Distinct roles for PARP-1 and PARP-2 in c-Myc-driven B-cell lymphoma in mice.

Dysregulation of the c-Myc oncogene occurs in a wide variety of haematologic malignancies and its overexpression has been linked with aggressive tumour progression. Here, we show that Poly (ADP-ribose) polymerase (PARP)-1 and PARP-2 exert opposing influences on progression of c-Myc-driven B-cell lymphomas.
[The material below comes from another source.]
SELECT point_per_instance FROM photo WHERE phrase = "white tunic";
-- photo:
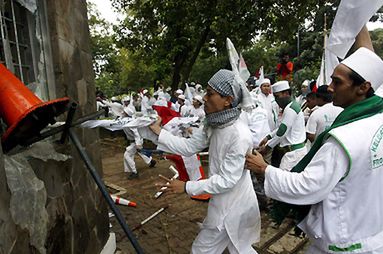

PARP-1 and PARP-2 catalyse the synthesis and transfer of ADP-ribose units onto amino acid residues of acceptor proteins in response to DNA-strand breaks, playing a central role in the response to DNA damage. Accordingly, PARP inhibitors have emerged as promising new cancer therapeutics. However, the inhibitors currently available for clinical use are not able to discriminate between individual PARP proteins. We found that genetic deletion of PARP-2 prevents c-Myc-driven B-cell lymphomas, while PARP-1-deficiency accelerates lymphomagenesis in the Em-Myc mouse model of aggressive B-cell lymphoma. Loss of PARP-2 aggravates replication stress in pre-leukemic Em-Myc B cells resulting in accumulation of DNA damage and concomitant cell death that restricts the c-Myc-driven expansion of B cells, thereby providing protection against B-cell lymphoma. In contrast, PARP-1-deficiency induces a proinflammatory response, and an increase in regulatory T cells likely contributing to immune escape of B-cell lymphomas, resulting in an acceleration of lymphomagenesis. These findings pinpoint specific functions for PARP-1 and PARP-2 in c-Myc-driven lymphomagenesis with antagonistic consequences that may help inform the design of new PARP-centred therapeutic strategies with selective PARP-2 inhibition potentially representing a new therapeutic approach for the treatment of c-Myc-driven tumours.